Is it time to update your dog’s collar? Dog collars are not only decorative, but they are functional too. They old identification, serve as an obedience training device and can even be a safety measure for late evening walks. Learn how to choose the correct dog collar for your pet!
Chainlink Collars for Training
There are two main styles of chain link collars for dogs; plain chains and chains with prongs. Both types are intended to be used only for dog training sessions. During dog obedience classes, the canine education instruction told me that I should use a chain collar to help control my wild puppy. As we did the training exercises, I was instructed to give a little tug on the collar, with the use of a leash, to give corrections to the dog. A plain chain collar worked wonders for my puppy. Even though my dog is now 3-years-old, I still use the chain collar on walks because she is distracted by rabbits and squirrels.***Chain collars are only meant to be worn during supervised activities. NEVER leave your dog on a tie out, or unattended while wearing a chain collar. It is a choking / strangling hazard.***
Nylon Collars for Everyday Use
There are several styles of Nylon collars that can be worn by your dog on a daily basis. Comfort Cushion makes a nylon collar that has a padded lining on the inside of the collar to make the collar more comfortable for day to day wear.
Standard nylon collars also have several color options; some are solid in color and some are patterned. If you tend to walk your dog in the evening, look for a patterned collar with reflective patterns or stripes. This can be an added safety measure for you and your dog on your late night strolls.
Nylon collars also come in standard lengths or adjustable varieties. If you have a young puppy, I recommend an adjustable collar, so the collar can grow with him. If your dog is done growing, or your puppy is very strong, I recommend a non-adjustable standard length collar.
These types of collars come with two styles of closures; plastic clasps and metal belt style buckles. If your dog is strong, and tends to pull a lot while on a leash or tie-out, go for the metal closure. If you have small dog that doesn’t pull against the leash, a plastic closure will be strong enough.
Leather Collars for Everyday Use
Leather collars can also be worn on a daily basis. I have chosen this option for my two large, strong dogs, because of the durability that leather offers.
Leather collars can come in a variety of colors, although black and shades of browns are the most common. Some come with decorative studs, which may look nice, but can be a hazard to your dog. When looking at a studded collar in the pet store, take a moment to turn the collar inside out and look on the backside. If the rivets are unfinished, the sharp edges may rub against your dogs neck causing abrasions and fur loss.

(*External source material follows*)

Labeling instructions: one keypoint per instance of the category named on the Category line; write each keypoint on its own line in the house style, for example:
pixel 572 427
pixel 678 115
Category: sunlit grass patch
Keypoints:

A high quality leather collar will have smooth metal pieces over the back of the rivet so that your dog will not be harmed.
Collar Alternates: Harnesses and Head Collars
If you prefer not to go with a traditional collar around your dog’s neck, you can try harnesses and head collars.
Harnesses fit around your dogs torso and chest. This takes the pressure off your dog’s neck and can be very effective for dogs who pull on the leash and are difficult to walk. Your leash attaches to the middle of the harness, which will be between your dogs shoulder blades and middle of his back. So, when your dog pulls, you’re not choking him.
Another alternative collar is a head collar. Gentle Leader makes a variety that looks like a horses halter. It fits over the dogs head and around their nose. When they pull on the leash, this collar makes their whole head turn, which they don’t care for, and will ultimately help train your dog to stop pulling while on a leash. This style is best worn by dogs with longer snouts.